Segundo y el fuego

Jueves 07 de mayo de 2015
Una chispa enciende el paisaje rural con violencia.
Por Jorge Consiglio.
Nació en Junín pero vivió en Fortín Tiburcio desde muy chico. Le pusieron Segundo porque no encontraron otro nombre. El padre era peón de campo y hacía changas: cavaba pozos, cardaba colchones. Un día, el viejo se cayó de un tractor y se jodió una pierna. Lo internaron y murió a la semana. Segundo tenía la misma mirada de su padre. Andaba como escondiendo los ojos. Respiraba y hacía ruido; dormía y roncaba. Trabajaba en un taller de chapa y pintura. Cada vez que podía, decía que le encantaban los fierros, pero nadie le creía: era desapasionado, distante.
En 2008 compró una coupe fuego modelo 90 y pasó un año poniéndola a punto. La gente se la elogiaba; Segundo miraba el piso y sonreía. El auto estaba siempre parado en la puerta de su casa. Casi no lo movía.

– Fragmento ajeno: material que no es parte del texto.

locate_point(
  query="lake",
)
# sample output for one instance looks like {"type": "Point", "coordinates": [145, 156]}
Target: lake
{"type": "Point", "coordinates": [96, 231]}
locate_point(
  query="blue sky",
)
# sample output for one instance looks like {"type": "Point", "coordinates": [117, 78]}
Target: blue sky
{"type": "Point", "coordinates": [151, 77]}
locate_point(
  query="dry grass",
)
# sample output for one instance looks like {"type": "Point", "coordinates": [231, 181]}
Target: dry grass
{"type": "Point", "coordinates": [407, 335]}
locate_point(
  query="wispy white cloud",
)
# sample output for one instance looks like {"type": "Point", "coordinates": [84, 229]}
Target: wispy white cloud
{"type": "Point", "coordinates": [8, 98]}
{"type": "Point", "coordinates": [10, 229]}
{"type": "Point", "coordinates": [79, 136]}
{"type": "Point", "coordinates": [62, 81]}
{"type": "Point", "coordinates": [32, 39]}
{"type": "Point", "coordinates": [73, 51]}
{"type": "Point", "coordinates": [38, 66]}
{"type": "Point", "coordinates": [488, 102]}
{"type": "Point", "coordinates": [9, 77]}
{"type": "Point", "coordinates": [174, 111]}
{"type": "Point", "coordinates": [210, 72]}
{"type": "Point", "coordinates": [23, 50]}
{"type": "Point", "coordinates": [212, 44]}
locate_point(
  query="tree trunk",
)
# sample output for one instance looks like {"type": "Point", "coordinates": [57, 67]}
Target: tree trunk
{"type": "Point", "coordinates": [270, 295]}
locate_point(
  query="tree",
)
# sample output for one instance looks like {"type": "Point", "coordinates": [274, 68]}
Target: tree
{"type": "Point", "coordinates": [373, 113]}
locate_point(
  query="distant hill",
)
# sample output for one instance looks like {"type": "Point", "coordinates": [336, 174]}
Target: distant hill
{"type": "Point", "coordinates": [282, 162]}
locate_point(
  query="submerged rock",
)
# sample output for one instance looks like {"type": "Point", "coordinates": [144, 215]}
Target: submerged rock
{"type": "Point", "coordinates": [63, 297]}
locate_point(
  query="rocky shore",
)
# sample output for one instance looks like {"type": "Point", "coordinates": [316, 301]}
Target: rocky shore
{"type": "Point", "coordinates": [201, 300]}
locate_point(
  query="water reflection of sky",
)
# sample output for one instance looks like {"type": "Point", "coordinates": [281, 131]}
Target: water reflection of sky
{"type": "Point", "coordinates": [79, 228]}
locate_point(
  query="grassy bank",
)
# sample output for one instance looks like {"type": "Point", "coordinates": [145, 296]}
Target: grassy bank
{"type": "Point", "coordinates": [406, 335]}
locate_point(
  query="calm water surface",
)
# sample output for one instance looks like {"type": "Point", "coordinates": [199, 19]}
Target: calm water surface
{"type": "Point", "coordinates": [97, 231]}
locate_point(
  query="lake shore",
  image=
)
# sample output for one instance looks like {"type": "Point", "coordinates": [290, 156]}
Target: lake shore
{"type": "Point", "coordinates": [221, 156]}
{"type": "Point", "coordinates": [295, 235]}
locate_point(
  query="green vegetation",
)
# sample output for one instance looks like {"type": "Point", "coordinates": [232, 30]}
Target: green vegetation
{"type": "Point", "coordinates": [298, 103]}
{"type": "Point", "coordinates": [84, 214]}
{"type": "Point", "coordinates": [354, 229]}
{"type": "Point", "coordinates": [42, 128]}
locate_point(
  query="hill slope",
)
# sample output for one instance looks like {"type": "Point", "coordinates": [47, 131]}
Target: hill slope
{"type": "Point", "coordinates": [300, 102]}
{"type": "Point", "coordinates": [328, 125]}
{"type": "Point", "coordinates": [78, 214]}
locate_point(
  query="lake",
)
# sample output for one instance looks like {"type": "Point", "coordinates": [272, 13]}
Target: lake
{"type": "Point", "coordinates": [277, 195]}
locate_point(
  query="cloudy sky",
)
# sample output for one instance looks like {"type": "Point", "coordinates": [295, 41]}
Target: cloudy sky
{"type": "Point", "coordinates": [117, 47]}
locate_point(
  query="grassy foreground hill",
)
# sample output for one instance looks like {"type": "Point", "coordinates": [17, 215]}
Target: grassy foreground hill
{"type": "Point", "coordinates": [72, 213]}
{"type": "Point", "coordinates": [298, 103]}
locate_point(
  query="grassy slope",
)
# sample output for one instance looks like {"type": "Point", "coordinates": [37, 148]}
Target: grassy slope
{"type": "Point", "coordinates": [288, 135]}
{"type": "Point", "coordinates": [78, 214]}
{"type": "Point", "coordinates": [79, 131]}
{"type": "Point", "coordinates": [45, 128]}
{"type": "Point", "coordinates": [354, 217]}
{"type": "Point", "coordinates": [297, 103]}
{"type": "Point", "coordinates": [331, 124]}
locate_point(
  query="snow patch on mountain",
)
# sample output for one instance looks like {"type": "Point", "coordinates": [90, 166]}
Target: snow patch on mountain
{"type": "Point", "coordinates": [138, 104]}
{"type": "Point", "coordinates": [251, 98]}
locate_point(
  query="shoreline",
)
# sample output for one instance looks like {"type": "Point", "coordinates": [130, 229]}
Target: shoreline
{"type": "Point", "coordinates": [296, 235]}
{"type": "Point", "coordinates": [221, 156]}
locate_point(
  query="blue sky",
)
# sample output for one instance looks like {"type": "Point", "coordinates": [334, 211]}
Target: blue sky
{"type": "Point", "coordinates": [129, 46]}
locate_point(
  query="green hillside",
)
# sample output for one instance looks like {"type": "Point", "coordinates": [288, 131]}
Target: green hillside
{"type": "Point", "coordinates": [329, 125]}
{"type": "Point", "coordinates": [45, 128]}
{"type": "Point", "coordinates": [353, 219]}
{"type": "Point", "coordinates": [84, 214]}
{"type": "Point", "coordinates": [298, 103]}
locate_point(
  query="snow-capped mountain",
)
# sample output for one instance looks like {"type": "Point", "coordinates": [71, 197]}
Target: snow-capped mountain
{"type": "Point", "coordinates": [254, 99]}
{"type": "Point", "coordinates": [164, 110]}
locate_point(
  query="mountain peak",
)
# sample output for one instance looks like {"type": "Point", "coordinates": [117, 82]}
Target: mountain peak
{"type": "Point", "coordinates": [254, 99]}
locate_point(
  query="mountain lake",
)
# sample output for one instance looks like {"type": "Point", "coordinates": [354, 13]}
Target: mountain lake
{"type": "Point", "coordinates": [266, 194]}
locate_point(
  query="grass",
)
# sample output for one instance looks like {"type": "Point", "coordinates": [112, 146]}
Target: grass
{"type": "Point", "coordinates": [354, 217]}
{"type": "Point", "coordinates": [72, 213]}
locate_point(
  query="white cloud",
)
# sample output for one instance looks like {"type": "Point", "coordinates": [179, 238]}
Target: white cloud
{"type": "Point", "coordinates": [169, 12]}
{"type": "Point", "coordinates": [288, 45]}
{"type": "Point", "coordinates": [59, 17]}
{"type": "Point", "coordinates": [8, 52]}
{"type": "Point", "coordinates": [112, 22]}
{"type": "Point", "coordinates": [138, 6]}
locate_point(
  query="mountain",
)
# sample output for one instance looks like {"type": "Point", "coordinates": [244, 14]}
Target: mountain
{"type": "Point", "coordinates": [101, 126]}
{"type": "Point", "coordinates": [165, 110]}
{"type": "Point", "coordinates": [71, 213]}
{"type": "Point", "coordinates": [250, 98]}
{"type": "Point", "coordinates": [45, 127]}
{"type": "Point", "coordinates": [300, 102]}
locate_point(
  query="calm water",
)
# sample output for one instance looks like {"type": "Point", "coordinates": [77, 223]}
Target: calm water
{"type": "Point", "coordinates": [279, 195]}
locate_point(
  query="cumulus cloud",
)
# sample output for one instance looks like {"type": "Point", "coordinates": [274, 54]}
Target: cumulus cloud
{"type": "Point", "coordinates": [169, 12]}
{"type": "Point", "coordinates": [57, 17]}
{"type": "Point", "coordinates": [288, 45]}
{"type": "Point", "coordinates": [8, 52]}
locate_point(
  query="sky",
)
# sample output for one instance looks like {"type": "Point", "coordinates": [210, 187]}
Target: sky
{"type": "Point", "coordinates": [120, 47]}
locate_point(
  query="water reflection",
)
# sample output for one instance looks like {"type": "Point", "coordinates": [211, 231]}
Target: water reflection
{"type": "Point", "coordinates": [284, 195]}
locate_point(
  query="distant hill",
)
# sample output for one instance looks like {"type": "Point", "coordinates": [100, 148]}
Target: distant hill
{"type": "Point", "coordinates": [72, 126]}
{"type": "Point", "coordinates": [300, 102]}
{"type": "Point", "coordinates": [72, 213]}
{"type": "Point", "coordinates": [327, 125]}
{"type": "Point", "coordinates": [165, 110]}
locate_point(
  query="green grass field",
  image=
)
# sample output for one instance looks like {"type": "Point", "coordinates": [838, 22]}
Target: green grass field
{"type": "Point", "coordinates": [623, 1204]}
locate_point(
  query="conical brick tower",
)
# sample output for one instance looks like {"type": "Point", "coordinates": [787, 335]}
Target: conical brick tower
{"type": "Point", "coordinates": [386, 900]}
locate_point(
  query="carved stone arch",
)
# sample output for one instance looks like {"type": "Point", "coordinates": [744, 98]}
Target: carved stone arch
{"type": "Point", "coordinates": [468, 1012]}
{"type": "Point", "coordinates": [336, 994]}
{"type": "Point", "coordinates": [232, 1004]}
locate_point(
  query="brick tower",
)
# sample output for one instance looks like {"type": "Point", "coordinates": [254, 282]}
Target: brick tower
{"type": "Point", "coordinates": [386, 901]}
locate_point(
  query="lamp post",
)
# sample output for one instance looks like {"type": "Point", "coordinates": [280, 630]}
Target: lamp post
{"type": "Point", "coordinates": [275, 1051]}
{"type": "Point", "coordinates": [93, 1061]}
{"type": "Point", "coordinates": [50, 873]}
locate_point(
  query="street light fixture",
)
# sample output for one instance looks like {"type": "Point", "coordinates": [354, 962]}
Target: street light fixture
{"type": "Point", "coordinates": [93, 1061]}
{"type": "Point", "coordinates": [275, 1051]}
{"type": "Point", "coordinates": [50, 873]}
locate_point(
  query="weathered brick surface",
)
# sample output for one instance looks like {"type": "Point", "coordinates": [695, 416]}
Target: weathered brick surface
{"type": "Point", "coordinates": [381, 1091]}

Alquilaba un chalet con un fondo interminable en la entrada del pueblo. Tenía mujer y dos hijos. Tenía una hermana que vivía con ellos. Julia se llamaba. Era alta, igual que él, y desgarbada. Julia conseguía lo que se proponía sin discutir. Tenía dos estrategias: el silencio y un cerrado mal humor. Así se imponía en este mundo estúpido. Metió un mastín napolitano en la casa, por ejemplo. Nadie quería animales —mucho menos la esposa de Segundo—; sin embargo, Julia logró lo imposible. Se plantó y la familia tuvo que dar el brazo a torcer. Fue una batalla dura: todos sabían que la victoria sentaría precedente. Por eso cuando le pidió a Segundo que retirara de la casa de Ontivero —un vecino con cara de nada— un cuchillo yarará que, según ella, había comprado por Mercado Libre, nadie se opuso. El arma quedó olvidada en el auto.
El perro pasó enseguida a ser una cosa. Se olvidaban de alimentarlo. Andaba de un lado para otro como un fantasma. A veces, ladraba y lo callaban a palos. Un día se fue. Era un animal grande, parecía un caballo. En la ruta, se lo cruzó un camionero. Paró, le hizo caricias y se lo llevó. Recién a la noche Julia notó que el mastín había desaparecido. Puso el grito en el cielo. Culpó a la familia y, como era su costumbre, la castigó con su mutismo. Atormentado por su hermana, Segundo salió a buscar al perro en la fuego. Lo ubicó rápido: alguien le dijo que estaba en un pueblo a doce kilómetros. El camionero quedó desconcertado frente al reclamo. No dijo una palabra. Dio media vuelta y entró en la casa. Segundo insistió hasta que el tipo le gritó un insulto. La situación era pura formalidad —ambos lo entendían así—, pero Segundo sabía que no tenía alternativas. Se sentó en el auto a pensar. Cuando bajó tenía el cuchillo en la cintura. El camionero, que ahora estaba en la calle, lo vio avanzar. Habrá intuido la intención del otro porque agarró algo para defenderse. Lo primero que encontró fue un martillo. Alguien, quizás él mismo, lo había dejado en la saliente de la pared. Hubo dos golpes. La escena fue radical como un flash. Tan sintética, tan imprevista, tan limpia que podría afirmarse que excluyó la violencia.